In a report published on Friday, the House of Commons public accounts committee accused the Department for Work and Pensions of presiding over a “shameful shambles” in its handling of myriad errors in state pension payments dating back to 1985, affecting 134,000 mostly female living and deceased pensioners.
“For decades the Department for Work and Pensions has relied on a state pension payment system that is clunky and required staff to check many databases — and now some pensioners and the taxpayer are paying in spades,” said Dame Meg Hillier, who chairs the committee.
“As a matter of urgency, the department should consider whether there are cost-effective ways to upgrade its IT systems and enhance its administrative processes.”
About 12m people currently receive the state pension with entitlement based on a record of national insurance contributions or credits.
The DWP became aware in early 2020 of state pension underpayments, with the errors mostly affecting women who first claimed the benefit before April 2016 and who did not have a full national insurance record or who should have inherited additional entitlement from their deceased partner.

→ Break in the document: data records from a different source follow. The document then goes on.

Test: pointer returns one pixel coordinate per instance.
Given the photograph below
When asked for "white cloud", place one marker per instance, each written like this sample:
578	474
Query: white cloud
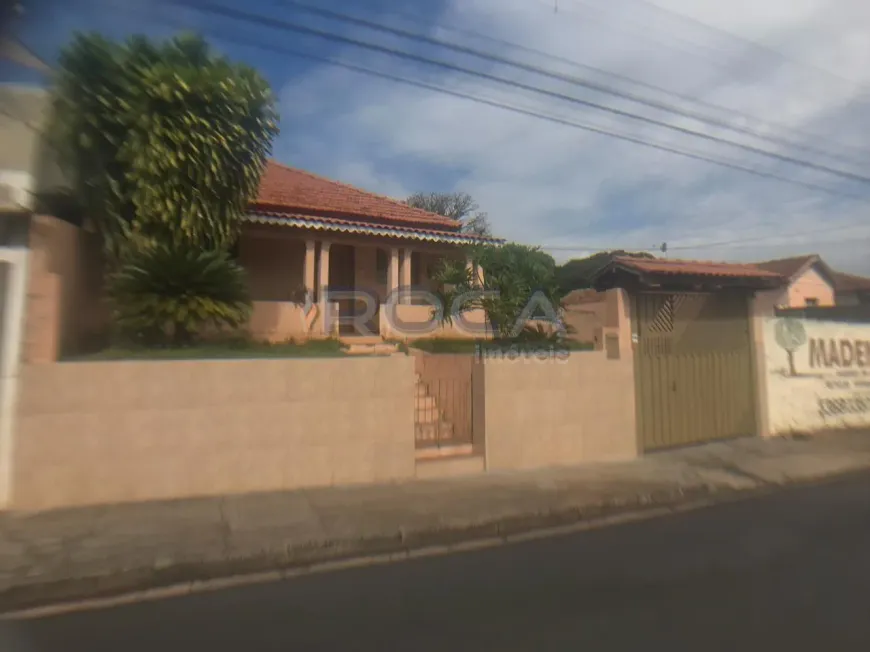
545	183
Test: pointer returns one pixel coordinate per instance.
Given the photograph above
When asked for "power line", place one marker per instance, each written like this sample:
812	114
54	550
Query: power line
759	46
862	224
577	81
284	25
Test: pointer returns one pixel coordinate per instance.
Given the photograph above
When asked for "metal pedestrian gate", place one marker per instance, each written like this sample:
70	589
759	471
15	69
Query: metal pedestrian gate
693	368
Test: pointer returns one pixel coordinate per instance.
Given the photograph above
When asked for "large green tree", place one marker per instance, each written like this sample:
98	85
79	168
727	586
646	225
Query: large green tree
577	274
459	206
165	142
514	273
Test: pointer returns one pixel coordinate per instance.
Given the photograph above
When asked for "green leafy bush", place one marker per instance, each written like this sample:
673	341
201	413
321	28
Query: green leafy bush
161	294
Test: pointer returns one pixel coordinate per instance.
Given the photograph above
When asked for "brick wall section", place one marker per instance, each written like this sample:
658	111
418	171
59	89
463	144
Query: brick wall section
552	413
106	432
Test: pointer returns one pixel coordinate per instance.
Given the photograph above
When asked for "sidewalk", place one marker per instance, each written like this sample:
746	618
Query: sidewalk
80	553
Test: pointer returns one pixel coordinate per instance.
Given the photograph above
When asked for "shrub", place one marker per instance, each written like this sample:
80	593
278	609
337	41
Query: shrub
163	295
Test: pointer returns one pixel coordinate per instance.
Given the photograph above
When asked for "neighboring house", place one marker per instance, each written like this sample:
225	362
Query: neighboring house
852	290
811	283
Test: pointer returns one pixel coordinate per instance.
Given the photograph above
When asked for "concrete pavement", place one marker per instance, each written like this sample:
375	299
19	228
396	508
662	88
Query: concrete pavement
81	553
785	571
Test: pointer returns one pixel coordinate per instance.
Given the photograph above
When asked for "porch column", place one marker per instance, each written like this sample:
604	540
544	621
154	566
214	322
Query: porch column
406	274
310	268
323	283
393	271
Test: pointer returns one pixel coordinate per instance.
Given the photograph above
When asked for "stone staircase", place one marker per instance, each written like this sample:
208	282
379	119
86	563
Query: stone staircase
430	425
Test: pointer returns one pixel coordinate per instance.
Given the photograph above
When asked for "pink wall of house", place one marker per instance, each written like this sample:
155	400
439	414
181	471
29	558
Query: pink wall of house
808	286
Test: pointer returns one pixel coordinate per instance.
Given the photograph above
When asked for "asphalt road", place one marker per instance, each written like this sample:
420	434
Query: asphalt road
789	571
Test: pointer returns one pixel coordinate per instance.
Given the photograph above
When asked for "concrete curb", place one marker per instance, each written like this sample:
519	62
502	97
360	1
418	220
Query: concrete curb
163	580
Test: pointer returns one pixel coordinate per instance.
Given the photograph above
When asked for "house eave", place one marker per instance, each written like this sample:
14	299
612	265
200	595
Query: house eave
362	228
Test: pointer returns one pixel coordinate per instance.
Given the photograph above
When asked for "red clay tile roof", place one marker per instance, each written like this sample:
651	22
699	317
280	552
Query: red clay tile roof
851	283
282	218
289	190
788	267
695	268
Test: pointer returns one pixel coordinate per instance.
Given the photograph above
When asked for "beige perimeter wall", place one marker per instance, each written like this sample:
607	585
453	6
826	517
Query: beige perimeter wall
105	432
559	412
825	385
65	312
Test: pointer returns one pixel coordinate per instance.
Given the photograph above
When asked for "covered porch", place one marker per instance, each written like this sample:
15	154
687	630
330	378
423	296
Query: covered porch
309	284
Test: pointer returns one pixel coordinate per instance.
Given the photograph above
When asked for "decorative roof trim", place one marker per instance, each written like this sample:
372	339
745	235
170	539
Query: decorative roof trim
406	233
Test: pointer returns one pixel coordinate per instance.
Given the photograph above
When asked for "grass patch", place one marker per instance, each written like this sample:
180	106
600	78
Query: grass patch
240	349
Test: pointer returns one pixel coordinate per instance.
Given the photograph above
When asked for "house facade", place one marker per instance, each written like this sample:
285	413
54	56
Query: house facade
326	259
813	284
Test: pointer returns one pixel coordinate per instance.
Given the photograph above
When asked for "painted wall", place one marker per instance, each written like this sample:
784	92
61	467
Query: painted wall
809	285
559	412
110	432
824	383
65	312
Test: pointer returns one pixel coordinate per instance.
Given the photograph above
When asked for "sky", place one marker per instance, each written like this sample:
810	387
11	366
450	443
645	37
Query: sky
791	76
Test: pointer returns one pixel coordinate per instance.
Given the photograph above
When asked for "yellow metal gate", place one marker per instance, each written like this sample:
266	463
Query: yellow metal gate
693	368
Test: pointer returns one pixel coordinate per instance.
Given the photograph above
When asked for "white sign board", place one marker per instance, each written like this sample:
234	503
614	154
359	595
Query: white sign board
818	374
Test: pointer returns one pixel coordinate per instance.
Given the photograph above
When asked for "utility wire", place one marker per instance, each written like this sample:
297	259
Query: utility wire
683	97
284	25
758	46
535	114
571	79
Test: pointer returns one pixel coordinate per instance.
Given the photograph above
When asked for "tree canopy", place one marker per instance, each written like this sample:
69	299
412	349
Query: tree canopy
577	274
459	206
164	142
515	272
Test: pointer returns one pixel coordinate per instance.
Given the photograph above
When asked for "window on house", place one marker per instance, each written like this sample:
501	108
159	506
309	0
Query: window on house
382	265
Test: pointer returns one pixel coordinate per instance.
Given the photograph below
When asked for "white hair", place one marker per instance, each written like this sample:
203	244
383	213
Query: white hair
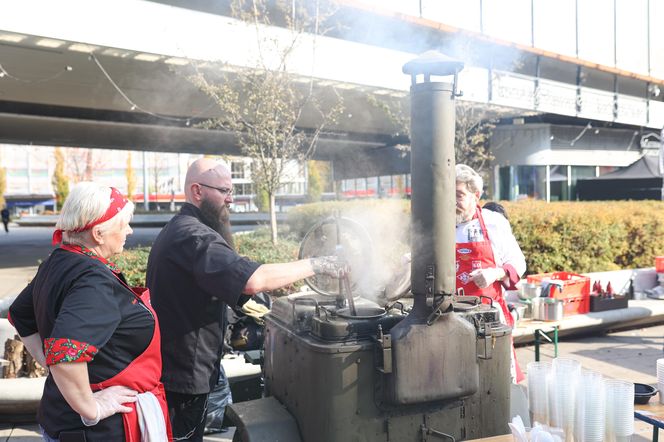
473	180
86	203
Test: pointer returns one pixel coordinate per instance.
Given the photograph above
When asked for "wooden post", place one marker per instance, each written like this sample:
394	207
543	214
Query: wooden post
14	354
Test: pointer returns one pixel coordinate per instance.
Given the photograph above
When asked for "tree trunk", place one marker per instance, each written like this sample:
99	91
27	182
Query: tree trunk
14	354
273	218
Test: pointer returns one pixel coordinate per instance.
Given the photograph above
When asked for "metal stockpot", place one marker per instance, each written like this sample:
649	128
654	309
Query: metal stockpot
547	309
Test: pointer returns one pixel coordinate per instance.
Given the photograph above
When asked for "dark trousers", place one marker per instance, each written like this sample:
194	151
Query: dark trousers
187	413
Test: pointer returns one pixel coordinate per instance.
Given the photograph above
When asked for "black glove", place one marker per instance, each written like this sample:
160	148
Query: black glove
332	266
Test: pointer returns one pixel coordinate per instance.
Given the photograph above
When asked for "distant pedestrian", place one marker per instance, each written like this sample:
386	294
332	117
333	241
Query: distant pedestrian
5	218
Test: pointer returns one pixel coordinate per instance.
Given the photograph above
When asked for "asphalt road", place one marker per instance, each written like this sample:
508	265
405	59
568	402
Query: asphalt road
24	246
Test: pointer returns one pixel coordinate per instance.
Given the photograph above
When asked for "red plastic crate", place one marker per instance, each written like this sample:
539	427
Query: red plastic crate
575	292
659	264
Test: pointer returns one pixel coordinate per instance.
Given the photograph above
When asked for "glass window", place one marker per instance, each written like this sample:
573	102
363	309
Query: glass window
558	183
530	182
580	172
656	39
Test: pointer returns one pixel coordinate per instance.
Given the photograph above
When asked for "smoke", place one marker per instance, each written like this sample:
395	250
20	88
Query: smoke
471	47
387	226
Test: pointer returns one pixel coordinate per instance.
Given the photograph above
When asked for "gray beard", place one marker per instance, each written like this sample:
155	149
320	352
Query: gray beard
218	219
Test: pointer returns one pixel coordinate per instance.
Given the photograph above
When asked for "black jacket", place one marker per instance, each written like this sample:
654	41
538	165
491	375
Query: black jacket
191	273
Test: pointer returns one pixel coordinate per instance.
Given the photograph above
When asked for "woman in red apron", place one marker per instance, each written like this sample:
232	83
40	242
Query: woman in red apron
99	337
478	255
477	271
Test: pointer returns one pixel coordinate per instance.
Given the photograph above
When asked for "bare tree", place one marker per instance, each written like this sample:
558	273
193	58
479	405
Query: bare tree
265	105
474	127
81	163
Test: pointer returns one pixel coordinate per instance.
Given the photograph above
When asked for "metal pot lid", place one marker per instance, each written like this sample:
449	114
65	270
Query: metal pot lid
338	236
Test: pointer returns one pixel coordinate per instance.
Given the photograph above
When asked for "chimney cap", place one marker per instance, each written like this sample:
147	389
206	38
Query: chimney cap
433	63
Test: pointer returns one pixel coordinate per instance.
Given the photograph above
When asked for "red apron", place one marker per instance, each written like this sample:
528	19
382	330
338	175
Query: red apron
142	374
479	255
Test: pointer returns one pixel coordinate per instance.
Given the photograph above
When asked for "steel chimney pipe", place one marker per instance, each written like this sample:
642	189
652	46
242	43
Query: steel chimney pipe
433	177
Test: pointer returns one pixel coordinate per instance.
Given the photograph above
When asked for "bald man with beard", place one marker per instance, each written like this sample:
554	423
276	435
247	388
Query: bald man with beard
193	272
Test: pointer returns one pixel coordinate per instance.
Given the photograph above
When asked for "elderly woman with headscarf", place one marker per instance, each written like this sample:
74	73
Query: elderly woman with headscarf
98	336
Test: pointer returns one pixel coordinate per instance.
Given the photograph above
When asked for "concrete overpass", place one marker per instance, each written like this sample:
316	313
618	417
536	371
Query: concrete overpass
108	74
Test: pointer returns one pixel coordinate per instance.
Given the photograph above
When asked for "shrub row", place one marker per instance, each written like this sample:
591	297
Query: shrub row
560	236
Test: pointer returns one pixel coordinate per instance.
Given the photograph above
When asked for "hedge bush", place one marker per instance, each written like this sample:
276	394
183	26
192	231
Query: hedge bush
559	236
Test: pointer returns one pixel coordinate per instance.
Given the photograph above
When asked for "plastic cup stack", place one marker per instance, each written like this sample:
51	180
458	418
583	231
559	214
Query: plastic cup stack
590	408
619	425
565	374
538	394
660	379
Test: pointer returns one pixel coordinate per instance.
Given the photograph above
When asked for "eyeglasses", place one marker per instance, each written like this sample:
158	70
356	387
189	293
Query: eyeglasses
225	191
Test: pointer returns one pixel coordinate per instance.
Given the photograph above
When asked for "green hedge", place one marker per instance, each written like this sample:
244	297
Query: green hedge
561	236
588	236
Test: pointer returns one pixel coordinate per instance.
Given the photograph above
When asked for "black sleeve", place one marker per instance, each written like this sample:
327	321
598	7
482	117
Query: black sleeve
22	312
90	312
220	271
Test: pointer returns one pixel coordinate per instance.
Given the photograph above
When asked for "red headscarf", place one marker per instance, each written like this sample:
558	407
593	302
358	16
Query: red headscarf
118	201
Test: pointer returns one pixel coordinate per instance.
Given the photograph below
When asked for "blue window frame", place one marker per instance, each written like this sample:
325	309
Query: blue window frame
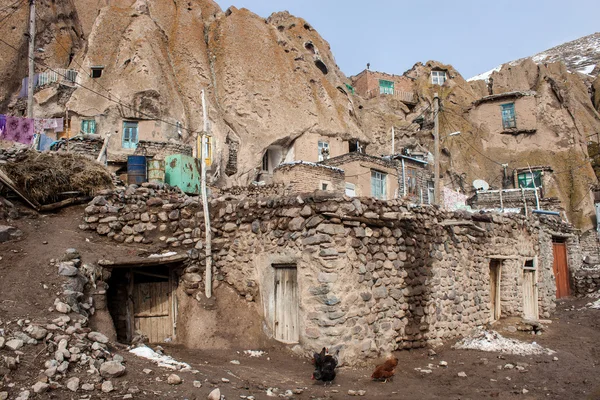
88	126
378	185
130	134
509	117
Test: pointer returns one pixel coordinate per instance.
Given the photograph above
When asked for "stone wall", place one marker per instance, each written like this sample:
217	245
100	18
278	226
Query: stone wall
159	150
373	276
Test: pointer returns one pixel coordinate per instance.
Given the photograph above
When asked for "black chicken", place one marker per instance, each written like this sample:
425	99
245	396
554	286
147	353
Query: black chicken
325	365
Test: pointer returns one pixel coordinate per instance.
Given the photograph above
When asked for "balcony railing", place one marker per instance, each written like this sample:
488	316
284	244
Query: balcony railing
405	97
67	77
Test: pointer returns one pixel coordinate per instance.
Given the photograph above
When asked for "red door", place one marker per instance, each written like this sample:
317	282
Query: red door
561	270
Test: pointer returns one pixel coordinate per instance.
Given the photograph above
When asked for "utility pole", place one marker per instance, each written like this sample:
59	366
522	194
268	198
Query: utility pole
436	150
207	235
31	55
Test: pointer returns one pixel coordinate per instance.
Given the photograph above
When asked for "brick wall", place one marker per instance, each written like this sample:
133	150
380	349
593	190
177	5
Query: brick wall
303	177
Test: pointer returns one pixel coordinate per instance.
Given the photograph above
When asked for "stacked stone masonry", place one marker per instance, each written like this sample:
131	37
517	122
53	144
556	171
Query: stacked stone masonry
373	276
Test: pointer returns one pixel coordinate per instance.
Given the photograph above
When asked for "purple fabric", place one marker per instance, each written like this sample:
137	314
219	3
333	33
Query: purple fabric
19	130
2	126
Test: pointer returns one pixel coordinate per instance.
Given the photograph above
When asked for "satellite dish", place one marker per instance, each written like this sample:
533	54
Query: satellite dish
480	184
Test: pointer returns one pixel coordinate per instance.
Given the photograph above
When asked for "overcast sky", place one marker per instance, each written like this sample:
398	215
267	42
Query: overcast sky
393	35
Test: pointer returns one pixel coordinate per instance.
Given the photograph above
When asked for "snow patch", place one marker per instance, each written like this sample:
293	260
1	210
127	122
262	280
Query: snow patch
160	359
587	69
485	340
254	353
594	305
486	75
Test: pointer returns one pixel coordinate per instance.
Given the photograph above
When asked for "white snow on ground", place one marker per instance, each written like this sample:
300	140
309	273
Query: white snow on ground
485	340
254	353
160	360
587	70
595	304
486	75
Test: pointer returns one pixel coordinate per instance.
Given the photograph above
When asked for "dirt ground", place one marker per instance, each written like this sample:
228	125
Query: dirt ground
24	270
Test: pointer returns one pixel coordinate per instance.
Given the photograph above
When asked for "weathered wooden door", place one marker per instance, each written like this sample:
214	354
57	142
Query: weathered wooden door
495	271
561	270
153	309
530	308
286	304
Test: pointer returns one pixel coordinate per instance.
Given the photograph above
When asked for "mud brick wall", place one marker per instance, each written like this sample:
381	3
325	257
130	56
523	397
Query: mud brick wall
373	276
160	150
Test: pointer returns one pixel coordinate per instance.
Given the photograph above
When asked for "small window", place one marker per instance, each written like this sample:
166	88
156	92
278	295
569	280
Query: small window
130	134
96	72
386	87
529	264
509	119
438	77
88	126
530	180
207	150
350	189
378	185
411	182
323	150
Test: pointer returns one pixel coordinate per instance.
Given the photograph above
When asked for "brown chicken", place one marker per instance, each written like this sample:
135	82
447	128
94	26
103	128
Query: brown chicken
385	371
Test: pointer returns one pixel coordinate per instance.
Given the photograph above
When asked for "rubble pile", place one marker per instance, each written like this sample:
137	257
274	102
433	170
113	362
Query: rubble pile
77	358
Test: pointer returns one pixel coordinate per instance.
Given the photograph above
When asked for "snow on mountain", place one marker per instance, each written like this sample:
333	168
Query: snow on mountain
579	55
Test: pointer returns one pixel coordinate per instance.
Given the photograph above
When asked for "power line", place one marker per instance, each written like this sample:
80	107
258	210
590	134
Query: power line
151	117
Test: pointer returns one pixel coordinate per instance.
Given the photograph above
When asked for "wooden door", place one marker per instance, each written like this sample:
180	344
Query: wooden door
286	304
530	309
152	309
561	270
495	271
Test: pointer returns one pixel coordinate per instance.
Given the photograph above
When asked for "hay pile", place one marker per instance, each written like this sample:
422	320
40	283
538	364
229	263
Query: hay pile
44	176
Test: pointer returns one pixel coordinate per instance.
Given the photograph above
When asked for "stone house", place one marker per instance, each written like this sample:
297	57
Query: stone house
364	275
370	84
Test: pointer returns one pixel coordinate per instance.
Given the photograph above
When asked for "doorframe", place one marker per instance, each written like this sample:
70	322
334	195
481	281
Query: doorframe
535	289
497	311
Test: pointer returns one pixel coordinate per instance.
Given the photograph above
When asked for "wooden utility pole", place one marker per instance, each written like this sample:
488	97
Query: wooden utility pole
31	58
207	244
436	150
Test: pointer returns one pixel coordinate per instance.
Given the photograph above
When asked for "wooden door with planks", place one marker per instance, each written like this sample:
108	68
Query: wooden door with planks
286	304
561	269
153	306
495	274
530	304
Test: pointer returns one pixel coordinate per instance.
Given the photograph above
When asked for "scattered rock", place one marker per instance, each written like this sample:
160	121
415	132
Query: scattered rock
107	387
73	384
214	395
112	369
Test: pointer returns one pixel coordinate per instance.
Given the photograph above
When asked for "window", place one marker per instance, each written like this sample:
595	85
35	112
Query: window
411	182
529	180
509	119
130	134
323	150
96	72
207	150
88	126
350	190
386	87
438	77
378	185
430	192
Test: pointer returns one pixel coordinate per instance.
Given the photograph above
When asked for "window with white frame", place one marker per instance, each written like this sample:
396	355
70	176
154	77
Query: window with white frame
378	185
323	150
438	77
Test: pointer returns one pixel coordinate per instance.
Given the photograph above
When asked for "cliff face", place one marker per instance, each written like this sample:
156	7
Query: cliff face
269	82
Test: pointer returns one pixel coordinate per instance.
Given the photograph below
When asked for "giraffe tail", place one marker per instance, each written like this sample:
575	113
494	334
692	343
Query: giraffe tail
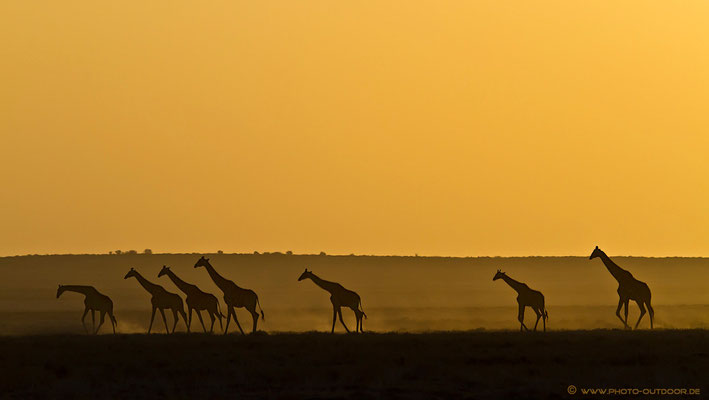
263	317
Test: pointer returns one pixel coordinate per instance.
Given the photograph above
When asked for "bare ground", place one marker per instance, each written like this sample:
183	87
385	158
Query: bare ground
445	365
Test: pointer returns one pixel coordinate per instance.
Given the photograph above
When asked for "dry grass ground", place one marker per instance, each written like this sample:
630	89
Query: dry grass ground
445	365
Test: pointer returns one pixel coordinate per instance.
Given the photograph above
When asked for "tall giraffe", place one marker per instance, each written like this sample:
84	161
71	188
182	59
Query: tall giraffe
526	297
629	288
161	299
93	301
196	299
339	296
234	296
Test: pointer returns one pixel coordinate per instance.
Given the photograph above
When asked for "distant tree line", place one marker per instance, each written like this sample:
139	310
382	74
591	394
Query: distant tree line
129	252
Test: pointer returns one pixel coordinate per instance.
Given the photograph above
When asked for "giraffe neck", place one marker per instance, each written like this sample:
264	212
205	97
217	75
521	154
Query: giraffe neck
77	288
219	280
325	285
617	272
517	286
146	284
182	285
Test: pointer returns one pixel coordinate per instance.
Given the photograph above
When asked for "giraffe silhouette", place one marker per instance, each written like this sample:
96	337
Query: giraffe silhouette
161	299
234	296
339	296
629	288
526	297
93	301
196	300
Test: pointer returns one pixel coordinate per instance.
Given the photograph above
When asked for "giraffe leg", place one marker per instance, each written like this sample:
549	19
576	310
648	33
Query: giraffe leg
152	318
539	315
520	318
184	317
113	321
189	322
254	316
176	318
162	312
642	312
651	312
358	318
83	317
237	323
339	314
617	311
199	315
334	318
228	318
219	315
100	322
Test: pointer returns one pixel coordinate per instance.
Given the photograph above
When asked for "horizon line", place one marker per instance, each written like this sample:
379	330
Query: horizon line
322	254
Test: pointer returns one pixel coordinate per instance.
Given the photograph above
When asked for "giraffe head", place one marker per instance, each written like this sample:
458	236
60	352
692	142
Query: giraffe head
163	271
596	253
202	262
498	275
130	273
305	275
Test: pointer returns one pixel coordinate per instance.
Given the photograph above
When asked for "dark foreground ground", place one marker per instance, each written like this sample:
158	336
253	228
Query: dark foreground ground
446	365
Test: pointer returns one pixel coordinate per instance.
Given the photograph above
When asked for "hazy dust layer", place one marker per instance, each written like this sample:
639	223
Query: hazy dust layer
398	293
478	365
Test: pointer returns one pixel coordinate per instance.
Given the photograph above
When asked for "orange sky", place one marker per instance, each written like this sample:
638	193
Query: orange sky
398	127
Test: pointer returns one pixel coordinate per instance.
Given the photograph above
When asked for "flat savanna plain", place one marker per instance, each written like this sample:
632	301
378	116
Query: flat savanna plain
446	365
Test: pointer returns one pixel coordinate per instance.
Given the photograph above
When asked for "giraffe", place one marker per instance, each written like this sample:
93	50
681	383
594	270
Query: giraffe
526	297
234	296
339	296
161	299
629	288
196	300
93	301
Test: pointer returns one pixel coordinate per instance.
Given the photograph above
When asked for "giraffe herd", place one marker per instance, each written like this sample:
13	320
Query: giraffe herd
235	297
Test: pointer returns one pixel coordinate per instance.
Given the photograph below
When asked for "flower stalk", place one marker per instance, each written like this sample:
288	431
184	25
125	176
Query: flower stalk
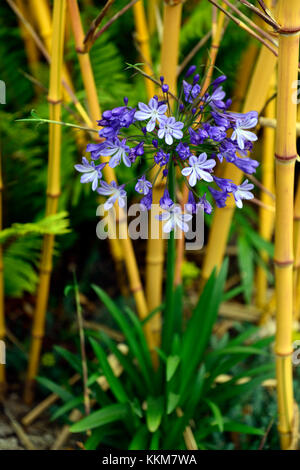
255	99
285	157
53	192
155	248
2	307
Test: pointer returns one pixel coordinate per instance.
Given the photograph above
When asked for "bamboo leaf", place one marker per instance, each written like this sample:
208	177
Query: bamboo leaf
109	414
154	413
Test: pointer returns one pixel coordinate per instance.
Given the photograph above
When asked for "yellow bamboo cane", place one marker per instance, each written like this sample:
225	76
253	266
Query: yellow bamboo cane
217	33
92	98
266	218
53	192
142	38
40	10
297	254
155	247
109	174
30	47
153	5
2	311
255	100
285	157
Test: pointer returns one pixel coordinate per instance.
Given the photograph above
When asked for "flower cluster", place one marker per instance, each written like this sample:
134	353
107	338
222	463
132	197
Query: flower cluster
192	132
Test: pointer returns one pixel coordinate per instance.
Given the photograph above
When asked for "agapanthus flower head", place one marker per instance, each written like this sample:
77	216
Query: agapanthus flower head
199	168
174	217
169	129
143	186
153	112
116	194
91	172
117	150
191	132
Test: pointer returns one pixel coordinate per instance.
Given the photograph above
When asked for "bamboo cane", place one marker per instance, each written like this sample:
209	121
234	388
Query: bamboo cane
124	248
266	218
217	33
255	99
92	99
41	12
153	5
2	310
30	47
53	192
155	247
142	38
285	157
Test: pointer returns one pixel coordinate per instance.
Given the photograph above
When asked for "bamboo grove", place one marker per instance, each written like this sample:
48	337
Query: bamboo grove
264	82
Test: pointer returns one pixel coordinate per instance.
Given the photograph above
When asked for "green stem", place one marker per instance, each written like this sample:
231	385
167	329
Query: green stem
168	326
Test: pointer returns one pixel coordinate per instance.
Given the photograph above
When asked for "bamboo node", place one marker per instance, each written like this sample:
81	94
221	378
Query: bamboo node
289	31
54	102
285	159
53	195
278	354
136	289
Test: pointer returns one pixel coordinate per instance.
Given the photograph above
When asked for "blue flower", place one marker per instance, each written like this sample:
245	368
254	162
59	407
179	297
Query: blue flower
219	197
161	158
169	128
247	165
240	133
146	202
183	151
143	186
116	193
118	151
96	150
225	184
216	98
243	192
190	91
174	217
166	202
200	168
91	173
153	112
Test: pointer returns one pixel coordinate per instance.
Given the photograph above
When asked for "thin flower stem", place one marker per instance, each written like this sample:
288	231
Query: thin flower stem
112	20
259	30
88	40
265	17
87	404
67	124
171	257
193	52
245	27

Action to address the underpayments began in 2021 and was expected to take almost three years and cost the DWP £23.4m with more than 500 additional staff brought in, the committee said.
“DWP is now on its ninth go at fixing these mistakes . . . (with) the specialised staff diverted to fix this mess costing tens of millions more to the taxpayer and predictable consequences in delays to new pension claims,” said Hillier. “And there is no assurance that the errors that led to these underpayments in the first place will not be repeated in the correction exercise.”
The committee blamed the errors on the DWP’s use of outdated systems and heavily manual processing, coupled with “complacency” in monitoring errors and a quality assurance framework that was “not fit for purpose”.
The department estimates that the approximately 118,000 pensioners it can trace could receive payments averaging around £8,900. So far, the department has found underpayments of up to £128,448.
The committee was also critical of the DWP for not giving pensioners enough information if they were worried they had been underpaid, sometimes only settling claims years after the event, and being inconsistent in paying interest.
The PAC added that there was currently no formal plan for contacting the next of kin of the more than 15,000 pensioners who had been underpaid but were now deceased.
“This is a shameful shambles,” said Hillier.
The DWP said it was “carefully considering” the report and would respond formally “in due course”.
“Resolving the historical state pension underpayments that have been made by successive governments is a priority and we are committed to doing so as quickly as possible,” it added.
“We have set up a dedicated team and devoted significant resources to processing outstanding cases, and have introduced new quality control processes and improved training to help ensure this does not happen again.”